Текст книги "Дорожный посох"
Автор книги: Василий Никифоров-Волгин
Жанр: Русская классика, Классика
Возрастные ограничения: +16
сообщить о неприемлемом содержимом
Текущая страница: 7 (всего у книги 12 страниц)
Молитва
Село Струги, где проживает отец Анатолий, тихое, бедное, бревенчатое и славится лишь на всю округу густыми сиреневыми садами. Очень давно какой-то прохожий заверил баб, что древо-сирень от всякого мора охраняет, – ну и приветили это древо у себя, и дали развернуться ему от края до края.
В сиреневую пору села не видно. Если смотреть на него издали, то увидишь одно густое лиловое облако, лежащее на земле.
В эту пору я ночевал у отца Анатолия. Наши научники и грамотеи считают его «горе-священником», так как и умом он скуден, и образования маленького, и ликом своим неказист, и проповеди у него нескладные, что мужицкая речь.
– Но зато в Бога так верит, – говорили в ответ полюбившие его, – что чудеса творить может!
Меня уверяли чуть ли не клятвою: когда отец Анатолий молится, то лампады и свечи сами собою загораются!
Окна батюшкиной горницы были открыты в сад, на белую ночь, всю в сирени, зорях и соловьях. Отец Анатолий сидел на подоконнике и несколько раз оборачивался в мою сторону, видимо, ждал, когда я засну. Я притворился спящим.
Отец Анатолий снял с себя затрапезный заплатанный подрясник и облекся в белый, из-под которого видны были дегтярные мужицкие сапоги. Он к чему-то готовился. Расчесывая гребнем рыжевато-пыльную бороду и такие же волосы, рука его вздрагивала. Мне показалось, что по его грубому крестьянскому лицу прошла судорога и между густыми бровями залегло раздумье.
Оглянувшись еще раз на меня, он встал на табуретку, зажег огарок свечи и большой для его маленького роста сумрачной земледельческой рукою стал затоплять перед иконами все лампады.
Темный передний угол осветился семью огнями. Встав перед иконами, отец Анатолий несколько минут смотрел на эти огни, словно любуясь ими. От его созерцательного любования в горнице и в сиреневом саду стало как будто бы тише, хотя и пели соловьи.
И вдруг тишина эта неожиданно вздрогнула от глухого вскрика и тяжелого падения на колени отца Анатолия.
Он приник головою к полу и минут десять лежал без движения.
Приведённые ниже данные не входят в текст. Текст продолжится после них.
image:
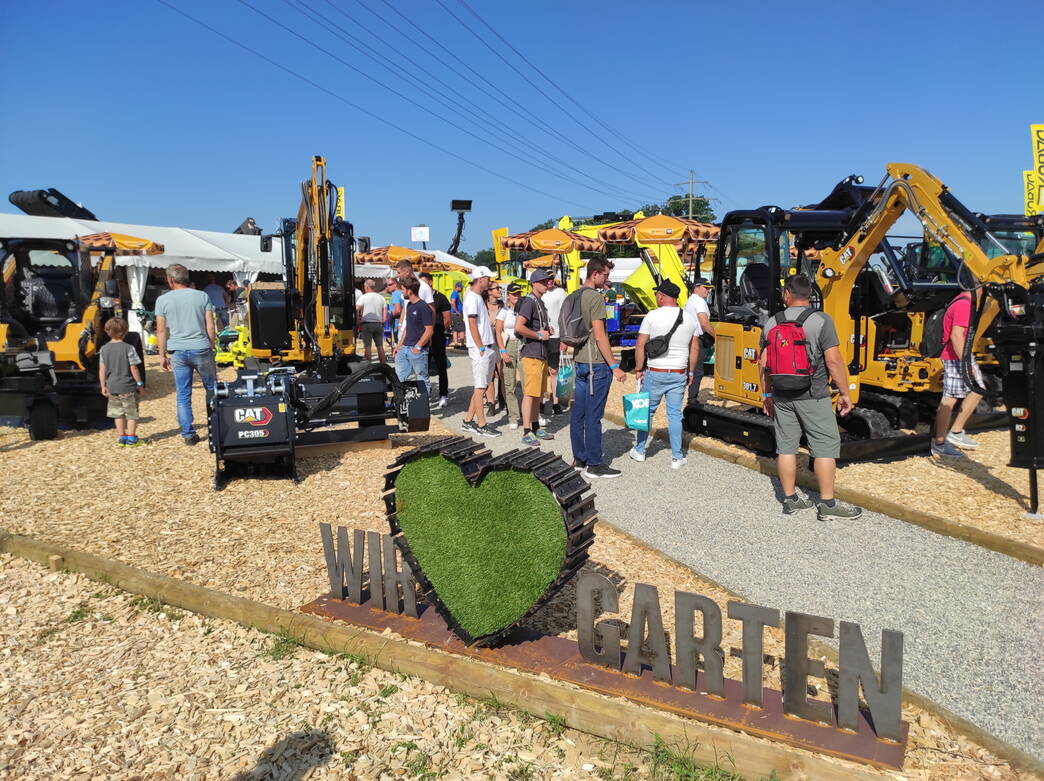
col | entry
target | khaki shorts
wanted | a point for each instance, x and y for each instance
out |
(534, 377)
(372, 333)
(815, 419)
(123, 405)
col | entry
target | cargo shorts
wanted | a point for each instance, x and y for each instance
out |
(815, 419)
(123, 405)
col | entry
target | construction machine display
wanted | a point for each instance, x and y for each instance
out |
(892, 382)
(301, 385)
(57, 296)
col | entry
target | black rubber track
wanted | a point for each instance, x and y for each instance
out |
(568, 487)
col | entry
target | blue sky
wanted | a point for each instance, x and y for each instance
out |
(145, 117)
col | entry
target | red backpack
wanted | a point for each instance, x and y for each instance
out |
(787, 355)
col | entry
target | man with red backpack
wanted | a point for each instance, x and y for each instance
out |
(955, 322)
(799, 350)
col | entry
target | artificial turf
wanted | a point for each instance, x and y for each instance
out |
(490, 550)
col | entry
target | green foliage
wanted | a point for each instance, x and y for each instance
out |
(283, 645)
(491, 550)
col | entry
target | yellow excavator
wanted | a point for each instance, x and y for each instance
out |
(887, 371)
(54, 302)
(302, 385)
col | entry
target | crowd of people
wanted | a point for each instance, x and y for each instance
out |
(516, 345)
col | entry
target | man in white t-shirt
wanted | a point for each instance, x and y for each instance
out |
(696, 306)
(478, 335)
(668, 374)
(552, 303)
(371, 312)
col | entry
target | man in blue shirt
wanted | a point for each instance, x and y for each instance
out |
(185, 328)
(411, 353)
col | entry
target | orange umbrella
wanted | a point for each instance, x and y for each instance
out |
(118, 243)
(551, 240)
(660, 229)
(392, 255)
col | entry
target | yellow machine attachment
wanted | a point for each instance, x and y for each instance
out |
(890, 378)
(309, 322)
(54, 304)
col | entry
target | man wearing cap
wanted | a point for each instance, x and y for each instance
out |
(478, 335)
(696, 307)
(666, 375)
(532, 325)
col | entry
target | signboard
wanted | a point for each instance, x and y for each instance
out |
(501, 254)
(1037, 137)
(1033, 193)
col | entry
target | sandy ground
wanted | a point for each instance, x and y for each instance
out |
(153, 507)
(979, 491)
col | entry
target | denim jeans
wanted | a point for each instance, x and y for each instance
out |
(589, 405)
(658, 385)
(407, 362)
(183, 362)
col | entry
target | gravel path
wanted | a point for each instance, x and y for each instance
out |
(972, 618)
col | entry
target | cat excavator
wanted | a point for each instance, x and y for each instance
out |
(848, 231)
(302, 385)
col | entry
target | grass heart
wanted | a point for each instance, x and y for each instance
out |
(490, 539)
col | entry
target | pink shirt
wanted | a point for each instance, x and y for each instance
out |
(957, 313)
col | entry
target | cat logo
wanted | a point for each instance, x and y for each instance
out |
(254, 416)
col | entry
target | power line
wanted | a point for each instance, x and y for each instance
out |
(549, 98)
(412, 102)
(508, 135)
(565, 94)
(359, 109)
(528, 116)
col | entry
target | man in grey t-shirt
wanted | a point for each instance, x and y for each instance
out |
(185, 328)
(809, 412)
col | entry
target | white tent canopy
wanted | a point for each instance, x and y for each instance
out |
(197, 251)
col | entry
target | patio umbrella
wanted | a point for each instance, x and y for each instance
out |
(660, 229)
(392, 255)
(118, 243)
(552, 240)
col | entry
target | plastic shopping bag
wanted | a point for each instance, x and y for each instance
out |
(566, 381)
(636, 410)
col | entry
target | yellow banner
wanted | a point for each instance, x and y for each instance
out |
(1037, 134)
(501, 254)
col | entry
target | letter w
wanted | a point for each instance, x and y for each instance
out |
(343, 564)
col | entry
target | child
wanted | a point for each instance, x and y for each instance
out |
(119, 372)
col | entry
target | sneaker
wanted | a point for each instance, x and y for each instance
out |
(840, 510)
(598, 471)
(792, 505)
(945, 449)
(961, 440)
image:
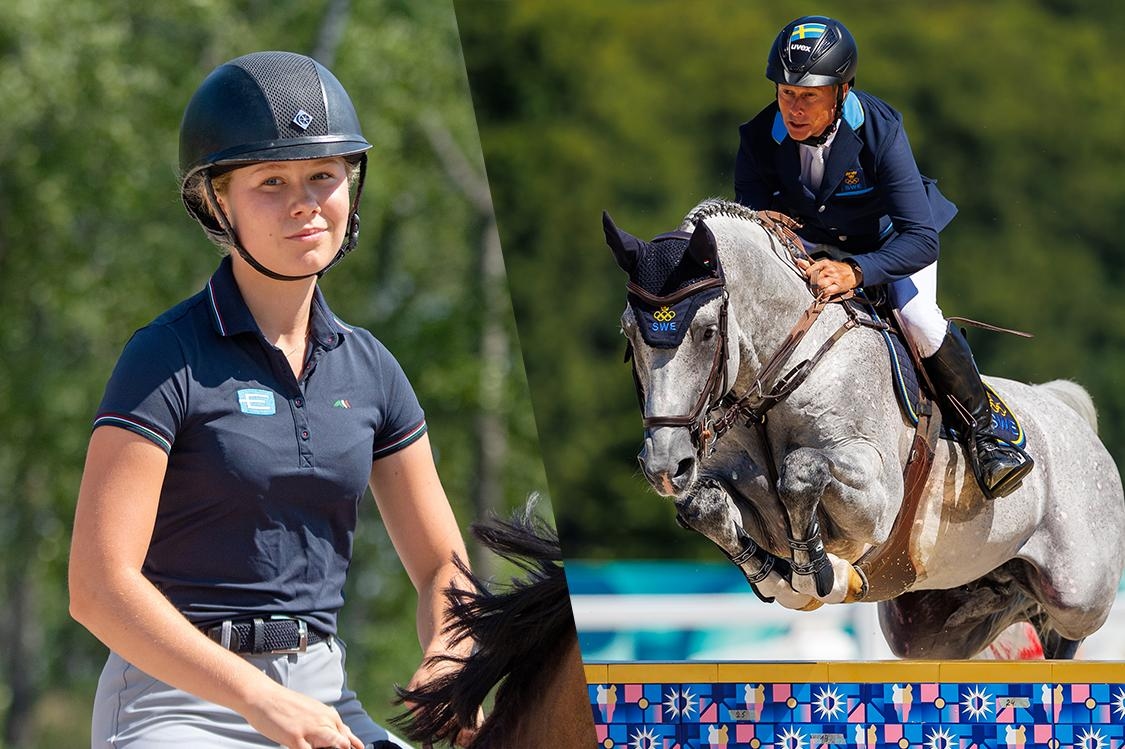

Меня охватило беспокойство. Наконец он поднимает лицо к Нерукотворному Спасу – большому черному образу посредине – и начинает разговаривать с Ним. Вначале тихо, но потом все громче и горячее:
– Опять обращаюсь к Твоей милости и до седьмидесяти седьмин буду обращаться к Тебе, пока не услышишь меня, грешного священника Твоего!..
Подними с одра болезни младенца Егорку!.. Ему, Господи, семь годков всего… Пожить ему хочется… Только и бредит лугами зелеными, да как он грибы пойдет собирать, и как раков ловить… Утешь его, мальчонку-то! Возьми его за рученьку! Обними его, Господи, Господи, Господи!.. Один он у родителей-то… Убиваются они, ибо кормилец и отрада их помирает!..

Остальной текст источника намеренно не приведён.